The Women in Energy initiative at the Center on Global Energy Policy, Columbia University SIPA, hosted an event on February 25 titled “Energy Markets and the Future of Energy.” It featured Dr. Amrita Sen, co-founder and director of research at Energy Aspects, one of the world’s leading independent energy research firms. The conversation was moderated by Sneha Singha, a SIPA student concentrating in Climate, Energy, and Environment and International Security Policy. Sen spoke candidly about her career journey, the macroeconomic forces reshaping global energy markets, and the sector’s critical challenges in the years ahead.
Some key takeaways from Amrita Sen’s career journey include the following:
- Career paths are rarely linear. Sen’s trajectory, from economics student to commodity analyst to co-founder, was shaped by intellectual curiosity and a willingness to follow the data wherever it led. She spent roughly six years working in the commodities sector before co-founding Energy Aspects, which was built on a gap she identified in energy market research: the need for rigorous, micro-level analysis in a rapidly changing landscape.
- Identifying a gap in the market is a powerful foundation for entrepreneurship. Professional relationships forged at her university were also instrumental to building the firm, Sen noted.
- Human judgment remains essential even in a data-driven field. Energy Aspects trains models with analyst support specifically to override extrapolations when the data demands a different interpretation, because models follow trends, whereas the energy market rarely does.
Some key takeaways from the discussion on the state of global energy markets include the following:
- Investment across the entire energy spectrum, from upstream oil and gas to renewables and grid infrastructure, is the most pressing challenge. Grid investment, in particular, should be triple what it is today, but is hampered by fragmented coordination of government efforts at the local, state, and federal levels.

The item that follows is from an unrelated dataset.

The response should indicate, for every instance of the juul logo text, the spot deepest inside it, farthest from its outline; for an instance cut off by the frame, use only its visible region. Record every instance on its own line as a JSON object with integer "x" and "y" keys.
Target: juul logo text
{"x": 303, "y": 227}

- Monitoring and transparency of the energy market and energy demand are essential in such a dynamic market. The rapid rise of AI has made energy demand harder than ever to anticipate, but also more critical to understand.
- Talent gaps in the energy sector loom large, particularly in engineering and among women. Sen called directly on this generation of students to consider careers in the oil and gas industry, where significant opportunities exist.
- Political volatility is the market’s biggest structural risk. Sen believes the pendulum has swung from overcorrecting toward green energy to now overcorrecting away from it; neither extreme supports the investment stability that energy security requires. Security of supply depends on security of demand, which depends on political stability.
- China’s dominance in battery technology and critical minerals, 90% of supply growth in key battery minerals like cobalt, graphite, and rare earths comes from China, presents a fundamental tension for the energy transition. Costs must come down for batteries to scale, but whether geopolitics will allow international markets to access those cost reductions remains uncertain.
- Nuclear is not optional. Sen was direct: If the world is serious about the energy transition, nuclear must be part of the answer. The challenge is cost and speed, not the technology itself.
- The US faces a serious mismatch in timing between energy demand and supply. Sen was candid that she does not know how the US meets its rising electricity demand, driven heavily by AI infrastructure, given the lag between when capacity is needed and when it can realistically come online. Natural gas, of which the US has no shortage, will become increasingly central to bridging that power gap.